Pourtant, une mauvaise interprétation des dates de notification ou des clauses conventionnelles peut fausser votre calendrier de sortie. Cet article détaille les règles du preavis licenciement economique et les dispositifs comme le CSP pour vous aider à sécuriser vos droits financiers.
- Durée légale du préavis de licenciement économique selon l’ancienneté
- Événements qui suspendent ou modifient le cours du préavis
- Comment s’affranchir du préavis via le CSP ou une dispense ?
- Droits et obligations financières à la fin du contrat
Durée légale du préavis de licenciement économique selon l’ancienneté
Le préavis dure 1 mois pour une ancienneté de 6 mois à 2 ans, et 2 mois au-delà. Ces délais s’effacent devant des accords collectifs plus favorables. Tout commence par des seuils de présence fixés par la loi.
| Ancienneté | Préavis légal |
|---|---|
| 6 mois à 2 ans | 1 mois |
| Plus de 2 ans | 2 mois |
Cette structure définit le Préavis en cas de licenciement économique : durée légale, règles et exceptions . Mais attention, votre contrat peut réserver des surprises selon votre statut.

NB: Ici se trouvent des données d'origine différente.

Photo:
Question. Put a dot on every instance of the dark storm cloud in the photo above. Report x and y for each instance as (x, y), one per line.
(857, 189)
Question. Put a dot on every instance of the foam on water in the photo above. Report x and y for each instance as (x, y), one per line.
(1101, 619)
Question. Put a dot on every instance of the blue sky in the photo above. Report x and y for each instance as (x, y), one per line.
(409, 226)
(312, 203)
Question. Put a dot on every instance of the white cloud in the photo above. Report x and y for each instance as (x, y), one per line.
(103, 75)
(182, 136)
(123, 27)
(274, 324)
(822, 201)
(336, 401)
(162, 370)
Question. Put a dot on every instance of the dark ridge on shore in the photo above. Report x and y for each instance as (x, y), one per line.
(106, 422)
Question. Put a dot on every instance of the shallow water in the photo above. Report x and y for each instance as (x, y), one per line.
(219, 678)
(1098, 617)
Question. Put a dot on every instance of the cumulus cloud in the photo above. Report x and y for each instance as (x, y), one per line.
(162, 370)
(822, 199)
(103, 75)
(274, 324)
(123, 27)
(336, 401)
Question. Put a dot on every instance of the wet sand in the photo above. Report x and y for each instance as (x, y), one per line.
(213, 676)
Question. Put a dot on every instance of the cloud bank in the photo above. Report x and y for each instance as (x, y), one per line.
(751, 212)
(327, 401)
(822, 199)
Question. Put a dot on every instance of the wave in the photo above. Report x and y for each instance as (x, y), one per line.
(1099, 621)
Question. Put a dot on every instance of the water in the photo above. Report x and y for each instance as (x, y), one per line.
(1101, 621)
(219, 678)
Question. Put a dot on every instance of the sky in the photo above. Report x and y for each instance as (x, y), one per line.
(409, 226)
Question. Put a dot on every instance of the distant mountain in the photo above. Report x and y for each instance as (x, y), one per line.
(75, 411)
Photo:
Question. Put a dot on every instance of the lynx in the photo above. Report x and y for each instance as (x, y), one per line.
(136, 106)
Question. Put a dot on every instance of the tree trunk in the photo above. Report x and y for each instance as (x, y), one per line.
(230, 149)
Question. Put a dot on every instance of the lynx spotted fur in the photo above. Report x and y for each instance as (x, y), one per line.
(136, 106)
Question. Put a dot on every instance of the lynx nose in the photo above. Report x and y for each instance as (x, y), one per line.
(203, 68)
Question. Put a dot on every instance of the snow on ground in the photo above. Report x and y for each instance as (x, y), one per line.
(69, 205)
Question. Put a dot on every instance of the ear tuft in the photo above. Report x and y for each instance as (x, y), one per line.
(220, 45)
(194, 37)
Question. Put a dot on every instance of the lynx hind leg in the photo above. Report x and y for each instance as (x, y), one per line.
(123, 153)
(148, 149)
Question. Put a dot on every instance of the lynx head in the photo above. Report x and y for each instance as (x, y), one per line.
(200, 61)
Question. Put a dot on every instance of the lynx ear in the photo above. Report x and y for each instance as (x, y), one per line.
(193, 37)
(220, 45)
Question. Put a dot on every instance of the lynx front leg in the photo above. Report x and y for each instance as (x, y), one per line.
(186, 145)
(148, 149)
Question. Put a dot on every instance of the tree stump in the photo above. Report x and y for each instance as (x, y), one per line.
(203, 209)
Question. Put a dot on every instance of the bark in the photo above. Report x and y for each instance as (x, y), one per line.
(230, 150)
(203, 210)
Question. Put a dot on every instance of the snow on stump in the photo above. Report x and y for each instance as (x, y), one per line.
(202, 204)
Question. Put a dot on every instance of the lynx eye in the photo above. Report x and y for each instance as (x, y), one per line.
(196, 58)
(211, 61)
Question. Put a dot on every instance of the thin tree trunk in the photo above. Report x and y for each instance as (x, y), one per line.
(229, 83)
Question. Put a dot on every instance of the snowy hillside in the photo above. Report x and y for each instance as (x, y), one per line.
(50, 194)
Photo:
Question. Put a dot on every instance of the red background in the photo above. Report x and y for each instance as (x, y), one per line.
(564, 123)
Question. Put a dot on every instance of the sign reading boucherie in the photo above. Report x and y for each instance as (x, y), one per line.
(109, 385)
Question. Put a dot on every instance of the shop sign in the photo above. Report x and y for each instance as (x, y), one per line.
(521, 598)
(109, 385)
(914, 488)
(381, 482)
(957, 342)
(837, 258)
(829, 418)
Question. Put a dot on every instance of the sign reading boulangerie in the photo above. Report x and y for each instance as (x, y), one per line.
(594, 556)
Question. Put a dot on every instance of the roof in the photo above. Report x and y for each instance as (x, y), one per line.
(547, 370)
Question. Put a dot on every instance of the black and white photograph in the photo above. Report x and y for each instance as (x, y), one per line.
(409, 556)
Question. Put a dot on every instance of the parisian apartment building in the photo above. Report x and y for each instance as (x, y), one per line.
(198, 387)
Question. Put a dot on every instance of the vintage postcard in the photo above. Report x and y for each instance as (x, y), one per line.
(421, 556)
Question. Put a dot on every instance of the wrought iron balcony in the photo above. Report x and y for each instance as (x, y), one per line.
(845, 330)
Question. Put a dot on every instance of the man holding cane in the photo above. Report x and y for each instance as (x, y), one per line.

Les seuils de base fixés par le Code du travail
Sous six mois d’ancienneté, la loi n’impose aucun délai minimal. Les usages ou votre contrat tranchent alors la question. La notification officielle lance le décompte du temps restant.
Dès six mois de présence, le préavis d’un mois devient obligatoire. Cette règle constitue une protection minimale pour le salarié licencié. C’est un droit protecteur et strict.
Après deux ans de service, vous bénéficiez de deux mois de préavis. C’est le plafond légal classique en France. Votre employeur n’a pas le droit de réduire cette durée.